REPUBLIKA.CO.ID, JAKARTA -- Dosen ilmu politik Universitas Gadjah Mada (UGM) Abdul Gaffar Karim mengkritik Komisi Pemilihan Umum (KPU) karena lembaga demokrasi itu semakin bernuansa militer.
Kritik tersebut mencuat dalam sidang pemeriksaan dugaan pelanggaran kode etik tujuh komisioner KPU RI terkait regulasi kuota caleg perempuan di Ruang Sidang Dewan Kehormatan Penyelenggara Pemilu (DKPP), Jakarta, Jumat (22/8/2023).
Dalam sidang tersebut, Gaffar bertindak sebagai saksi ahli. Dalam bagian akhir pandangannya, Gaffar menyebut seluruh komisioner KPU RI berasal dari kalangan masyarakat sipil. Namun, mereka tidak menjadikan nilai moral masyarakat sipil sebagai rujukan dalam membuat kebijakan.

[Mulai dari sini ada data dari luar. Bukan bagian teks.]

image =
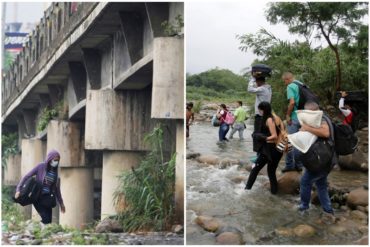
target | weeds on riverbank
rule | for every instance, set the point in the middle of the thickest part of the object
(148, 189)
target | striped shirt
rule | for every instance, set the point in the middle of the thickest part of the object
(50, 178)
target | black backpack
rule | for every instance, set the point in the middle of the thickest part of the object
(321, 156)
(305, 95)
(345, 140)
(29, 192)
(261, 70)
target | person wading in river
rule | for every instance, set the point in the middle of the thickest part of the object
(47, 174)
(267, 152)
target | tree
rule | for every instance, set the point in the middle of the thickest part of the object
(335, 21)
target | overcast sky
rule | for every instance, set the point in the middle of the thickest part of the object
(26, 12)
(211, 28)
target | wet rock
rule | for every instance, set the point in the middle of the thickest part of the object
(355, 214)
(229, 238)
(288, 183)
(337, 229)
(304, 231)
(358, 197)
(284, 232)
(208, 159)
(239, 179)
(363, 241)
(108, 225)
(357, 161)
(192, 155)
(363, 229)
(224, 163)
(361, 208)
(178, 229)
(36, 242)
(208, 223)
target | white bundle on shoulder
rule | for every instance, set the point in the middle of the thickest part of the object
(302, 140)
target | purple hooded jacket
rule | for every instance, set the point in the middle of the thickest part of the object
(40, 172)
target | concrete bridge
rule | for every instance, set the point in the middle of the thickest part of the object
(111, 74)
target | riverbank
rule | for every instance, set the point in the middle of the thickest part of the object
(35, 233)
(220, 211)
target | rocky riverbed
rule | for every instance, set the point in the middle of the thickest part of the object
(220, 211)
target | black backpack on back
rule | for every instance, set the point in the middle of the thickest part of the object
(321, 156)
(29, 192)
(305, 95)
(345, 140)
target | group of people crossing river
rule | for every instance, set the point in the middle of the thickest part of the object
(272, 137)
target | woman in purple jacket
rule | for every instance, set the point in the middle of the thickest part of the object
(47, 174)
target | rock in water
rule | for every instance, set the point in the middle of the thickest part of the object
(285, 232)
(363, 241)
(229, 238)
(208, 223)
(358, 197)
(108, 225)
(304, 231)
(208, 159)
(289, 183)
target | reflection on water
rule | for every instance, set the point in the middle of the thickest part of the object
(256, 213)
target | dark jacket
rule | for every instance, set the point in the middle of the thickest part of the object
(40, 171)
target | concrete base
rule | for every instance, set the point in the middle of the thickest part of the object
(12, 172)
(168, 78)
(113, 164)
(179, 185)
(33, 153)
(77, 188)
(65, 137)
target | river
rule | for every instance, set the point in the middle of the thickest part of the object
(255, 214)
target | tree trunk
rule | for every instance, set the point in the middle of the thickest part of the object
(339, 70)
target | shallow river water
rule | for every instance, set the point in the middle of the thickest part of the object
(255, 214)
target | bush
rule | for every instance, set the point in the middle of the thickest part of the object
(148, 189)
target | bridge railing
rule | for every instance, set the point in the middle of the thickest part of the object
(58, 22)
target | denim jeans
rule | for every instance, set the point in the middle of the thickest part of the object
(291, 161)
(224, 128)
(320, 180)
(237, 127)
(44, 212)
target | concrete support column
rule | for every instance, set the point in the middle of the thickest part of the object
(77, 189)
(12, 172)
(179, 184)
(114, 162)
(65, 137)
(168, 78)
(33, 153)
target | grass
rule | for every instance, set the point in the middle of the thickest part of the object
(148, 189)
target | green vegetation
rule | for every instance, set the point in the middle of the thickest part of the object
(148, 189)
(9, 146)
(219, 85)
(9, 211)
(48, 114)
(317, 67)
(335, 22)
(174, 28)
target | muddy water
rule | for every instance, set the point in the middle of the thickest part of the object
(255, 214)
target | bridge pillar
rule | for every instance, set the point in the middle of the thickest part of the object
(77, 189)
(114, 163)
(179, 185)
(12, 172)
(77, 180)
(33, 153)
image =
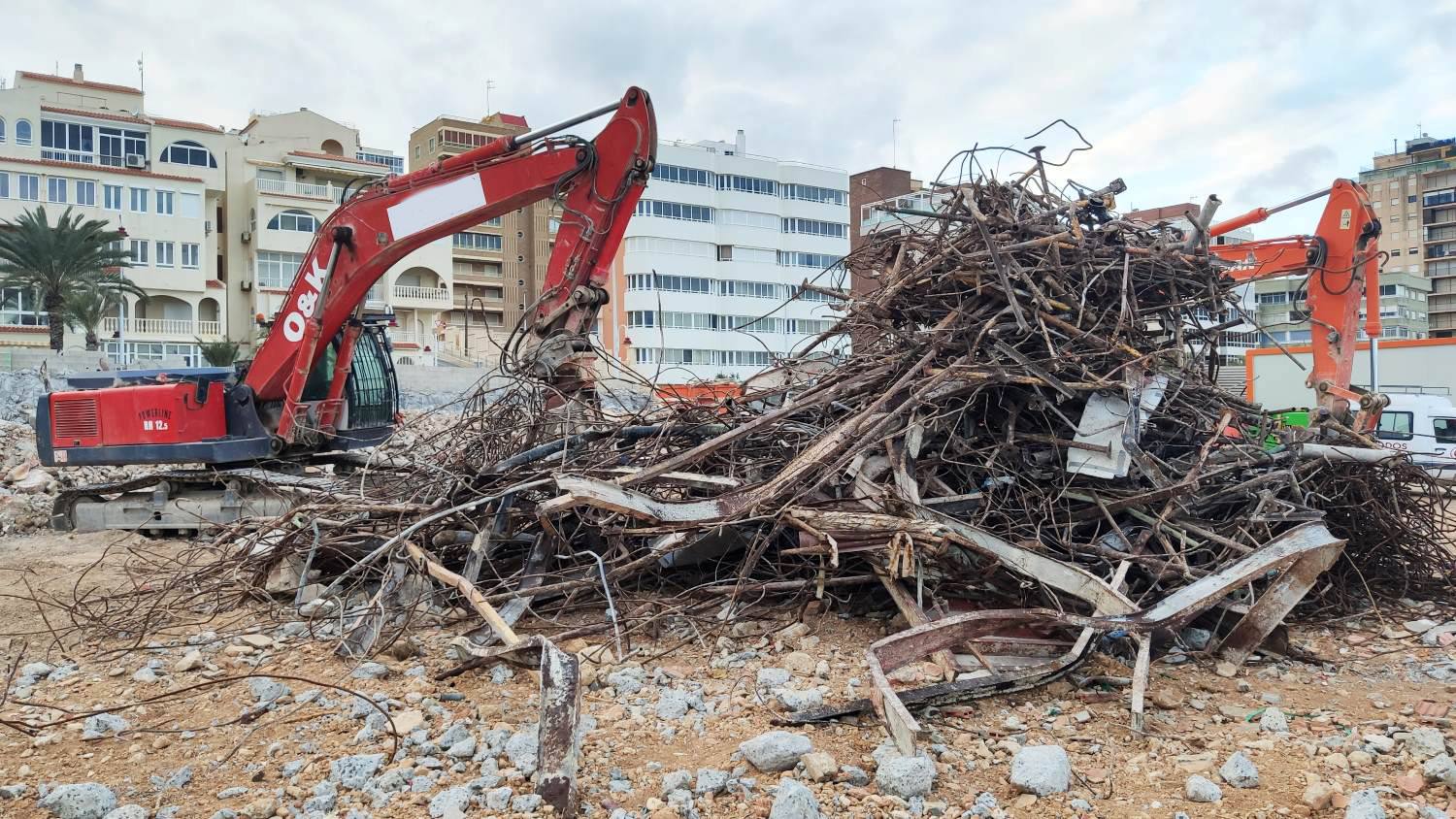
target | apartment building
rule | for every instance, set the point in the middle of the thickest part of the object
(1414, 191)
(288, 171)
(497, 267)
(708, 281)
(73, 143)
(217, 220)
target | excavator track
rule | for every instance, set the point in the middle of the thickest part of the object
(178, 502)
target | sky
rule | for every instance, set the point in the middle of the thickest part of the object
(1254, 101)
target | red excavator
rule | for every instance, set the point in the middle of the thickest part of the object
(1341, 264)
(323, 381)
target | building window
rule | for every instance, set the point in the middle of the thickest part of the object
(277, 270)
(300, 221)
(675, 246)
(683, 175)
(67, 142)
(748, 218)
(815, 227)
(747, 183)
(189, 206)
(751, 290)
(675, 210)
(478, 242)
(814, 194)
(20, 309)
(116, 145)
(795, 259)
(186, 151)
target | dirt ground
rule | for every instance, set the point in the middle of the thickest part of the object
(1373, 679)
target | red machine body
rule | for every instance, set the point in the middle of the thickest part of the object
(1342, 267)
(151, 413)
(267, 413)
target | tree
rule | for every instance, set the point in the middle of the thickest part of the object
(90, 305)
(218, 354)
(61, 261)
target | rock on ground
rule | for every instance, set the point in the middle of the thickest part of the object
(84, 801)
(1365, 804)
(447, 802)
(1426, 742)
(1202, 789)
(1240, 771)
(794, 802)
(101, 726)
(906, 777)
(355, 771)
(775, 751)
(1042, 770)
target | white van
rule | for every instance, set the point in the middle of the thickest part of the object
(1424, 426)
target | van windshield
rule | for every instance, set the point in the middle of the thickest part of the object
(1444, 429)
(1394, 426)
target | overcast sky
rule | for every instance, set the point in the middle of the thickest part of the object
(1254, 101)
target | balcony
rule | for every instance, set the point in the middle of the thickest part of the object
(411, 296)
(162, 328)
(302, 189)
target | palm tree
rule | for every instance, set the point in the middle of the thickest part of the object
(96, 302)
(61, 261)
(218, 354)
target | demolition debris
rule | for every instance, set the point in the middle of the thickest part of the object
(1027, 454)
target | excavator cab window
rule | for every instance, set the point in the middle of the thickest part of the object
(316, 387)
(372, 389)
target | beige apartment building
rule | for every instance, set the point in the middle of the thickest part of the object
(1414, 191)
(497, 267)
(217, 220)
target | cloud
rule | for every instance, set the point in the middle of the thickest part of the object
(1246, 99)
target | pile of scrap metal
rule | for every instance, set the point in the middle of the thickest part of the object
(1025, 449)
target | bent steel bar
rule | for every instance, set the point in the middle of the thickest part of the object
(1302, 553)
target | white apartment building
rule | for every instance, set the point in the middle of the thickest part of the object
(217, 220)
(66, 142)
(708, 281)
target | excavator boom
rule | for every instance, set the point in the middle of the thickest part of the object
(280, 407)
(1341, 264)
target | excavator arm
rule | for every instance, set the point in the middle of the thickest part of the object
(1342, 267)
(599, 183)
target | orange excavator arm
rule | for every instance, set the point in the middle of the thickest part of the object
(1342, 267)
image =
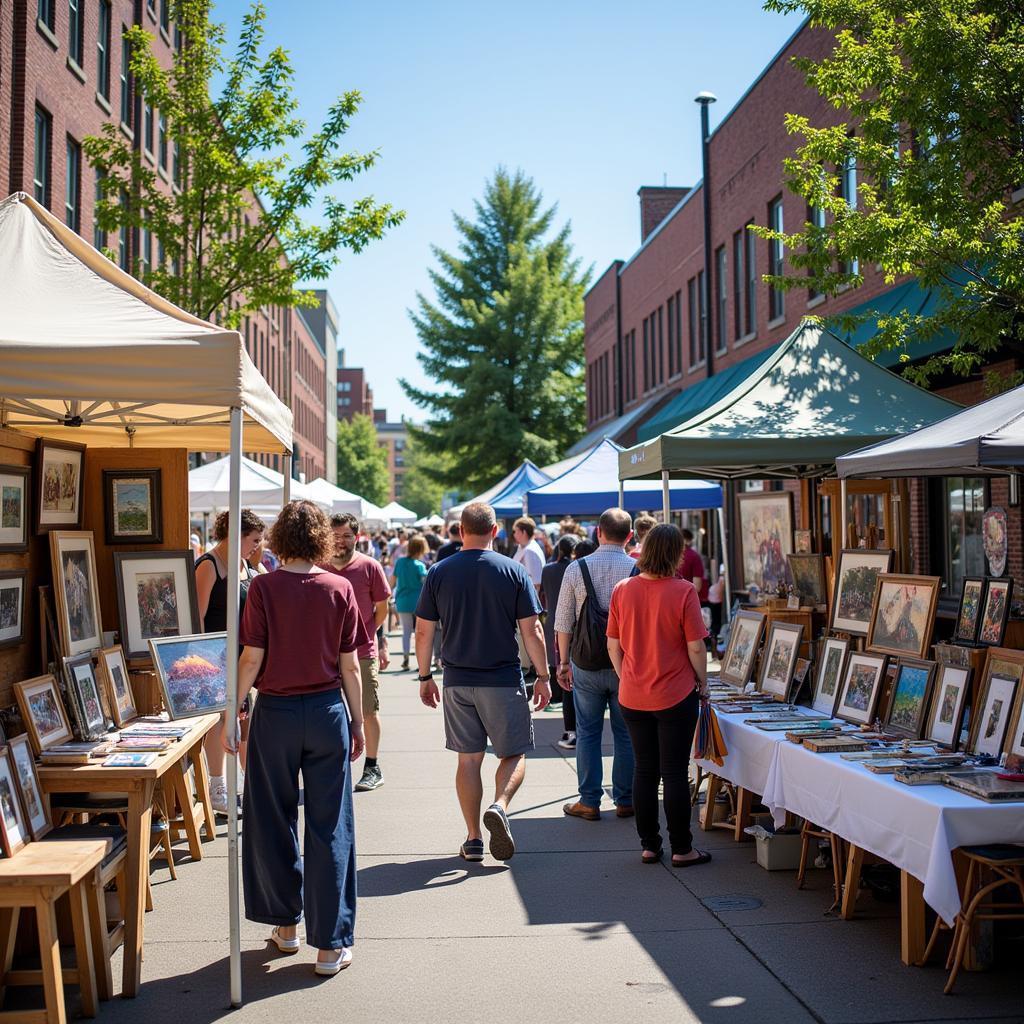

Dia juga menilai para pimpinan KPU diperlakukan bak pejabat negara dengan segala dukungan finansial, fasilitas, dan pelayanan yang melebihi pejabat eselon 1 pemerintahan. "Belakangan, bahkan nuansa militerisme terasa menguat di lembaga kepemiluan," kata Gaffar, peneliti yang fokus meriset topik tata kelola pemilu dan masyarakat sipil, itu.
"Angan-angan ideal bahwa mereka (komisioner KPU) akan membawa dan menjaga kegelisahan civil society di ranah negara sangat sulit terwujud dengan situasi ini. Yang cenderung terjadi adalah ilusi kenyamanan sebagai pejabat negara," kata Ketua Departemen Politik dan Pemerintahan Fisipol UGM itu.
Respons Ketua KPU
Merespons kritik tersebut, Ketua KPU RI Hasyim Asy'ari mempertanyakan apakah nuansa militer yang dimaksud berkenaan dengan ditinggikan pagar Kantor KPU RI dan diperbaruinya seragam satpam.